Web3 is only vaguely defined, but it comes with a dollop of crypto-currency, blockchain and non-fungible tokens (NFTs), and a promise to break up the power of the current tech titans and pass it back to users.
It's decentralisation, baby. That is the station where libertarians with money to burn board the Web3 train.
Decentralised financial power is promised via cryptocurrencies, which I've struggled to see as anything but a highly impractical pyramid scheme in the past.
I have to take that back: cryptocurrencies have been instrumental in enabling the ransomware industry that brings in tens of billions of dollars to its operators each year.
Creating a new sector like that is real innovation, and it goes beyond shifting illicitly obtained funds around: some ransomware like Cerber and Glupteba have survived for years by using information stored in the public immutable blockchain database to keep their infrastructure alive.
Glupteba was first spotted in 2011, and several of its operators were arrested this year, but the malware isn't going away because that's what immutable means.

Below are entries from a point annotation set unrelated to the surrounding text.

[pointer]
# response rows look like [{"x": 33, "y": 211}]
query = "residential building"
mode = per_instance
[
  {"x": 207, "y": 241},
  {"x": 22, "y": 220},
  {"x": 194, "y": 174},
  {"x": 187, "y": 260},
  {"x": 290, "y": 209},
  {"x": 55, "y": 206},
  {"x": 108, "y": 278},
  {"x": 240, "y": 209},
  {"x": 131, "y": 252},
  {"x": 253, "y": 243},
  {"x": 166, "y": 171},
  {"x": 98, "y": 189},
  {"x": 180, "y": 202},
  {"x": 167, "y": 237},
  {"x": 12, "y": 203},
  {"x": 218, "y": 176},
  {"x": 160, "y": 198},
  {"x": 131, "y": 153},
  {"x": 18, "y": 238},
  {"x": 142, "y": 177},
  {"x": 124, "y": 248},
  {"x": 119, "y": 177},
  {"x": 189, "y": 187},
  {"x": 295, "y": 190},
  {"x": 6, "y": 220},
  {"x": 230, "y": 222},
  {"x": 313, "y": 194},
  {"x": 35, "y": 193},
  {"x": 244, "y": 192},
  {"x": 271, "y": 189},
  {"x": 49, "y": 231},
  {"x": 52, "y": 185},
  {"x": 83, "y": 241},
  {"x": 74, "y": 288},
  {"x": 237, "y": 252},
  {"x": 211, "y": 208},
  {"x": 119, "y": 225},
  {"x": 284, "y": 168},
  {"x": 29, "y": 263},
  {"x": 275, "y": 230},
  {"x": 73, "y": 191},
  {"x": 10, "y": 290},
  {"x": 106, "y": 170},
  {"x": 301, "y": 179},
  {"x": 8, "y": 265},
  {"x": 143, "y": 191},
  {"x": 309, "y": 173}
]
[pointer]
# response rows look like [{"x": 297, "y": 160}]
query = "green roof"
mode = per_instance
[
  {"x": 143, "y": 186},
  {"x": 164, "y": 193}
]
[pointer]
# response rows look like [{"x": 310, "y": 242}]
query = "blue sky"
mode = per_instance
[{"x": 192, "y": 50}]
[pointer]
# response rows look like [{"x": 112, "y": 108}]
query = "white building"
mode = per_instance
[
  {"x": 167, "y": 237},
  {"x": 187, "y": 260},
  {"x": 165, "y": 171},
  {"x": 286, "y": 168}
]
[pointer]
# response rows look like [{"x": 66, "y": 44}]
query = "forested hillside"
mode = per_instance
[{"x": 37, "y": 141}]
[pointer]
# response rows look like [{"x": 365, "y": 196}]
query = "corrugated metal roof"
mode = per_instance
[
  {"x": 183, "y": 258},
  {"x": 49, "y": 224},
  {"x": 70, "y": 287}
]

Similarly, imagine if you make a mistake or are defrauded on an immutable system like blockchain. Those transactions are forever, and the "funds" can't be returned, unless of course you can roll back the blockchain to a stage before the bad stuff happens.

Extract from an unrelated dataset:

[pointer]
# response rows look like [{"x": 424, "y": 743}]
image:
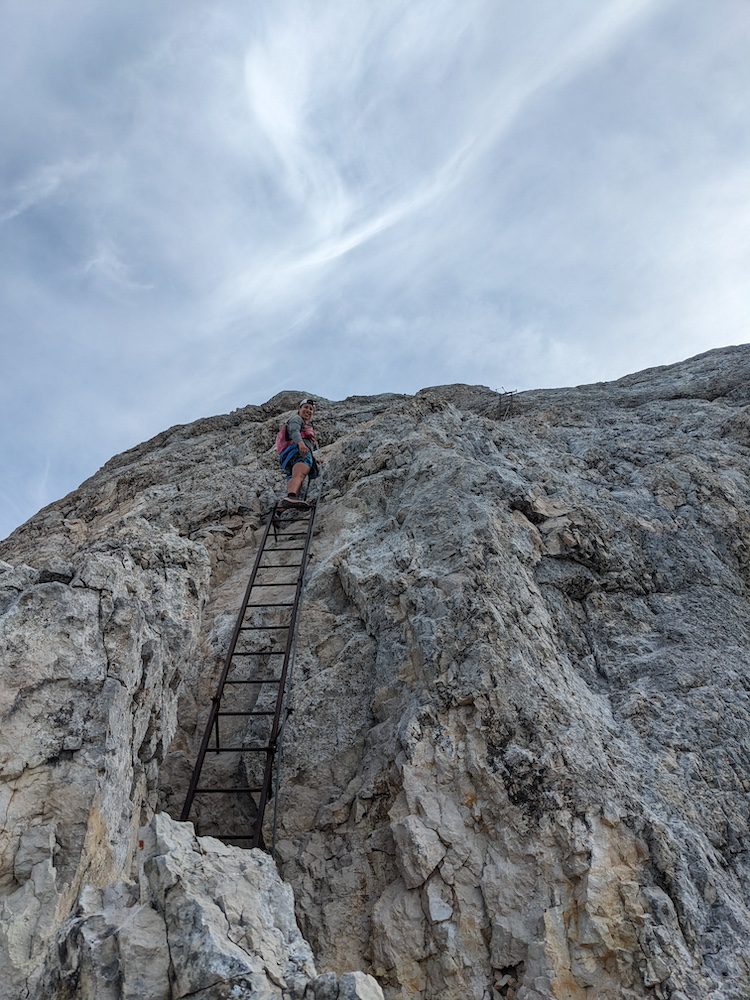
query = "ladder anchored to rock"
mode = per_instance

Which happened with the Ethereum currency in 2016, when a "decentralised autonomous organisation" (DAO) was hacked and tens of millions of dollars disappeared. The ETH developers undid that with a roll back or hard fork of the ETH blockchain which is pretty weak decentralisation really.
Meanwhile, the most popular blockchains use a shocking amount of electricity to provide slow and costly transactions because, in a decentralised system like that, everyone has a copy of the database and needs to agree on which version is the right one.
Web3 also promises to integrate NFTs which are bizarre digital artefacts that can be traded and said to prove ownership, but which in reality don't do any such thing and are a giant scammer's delight.
There's nothing to suggest currently that Web3 will be of any use to other people than short-term speculators.
Undoubtedly, lots of money will be sunk into Web3 next year and the tech will be accessible via web browsers and apps.
Make sure it's not your money though that goes into Web3. Leave the Web3 investments for those who can afford to lose their money, be it real or virtual. When the dust settles, you get to look up their fiscal fiascos on the blockchain anyway.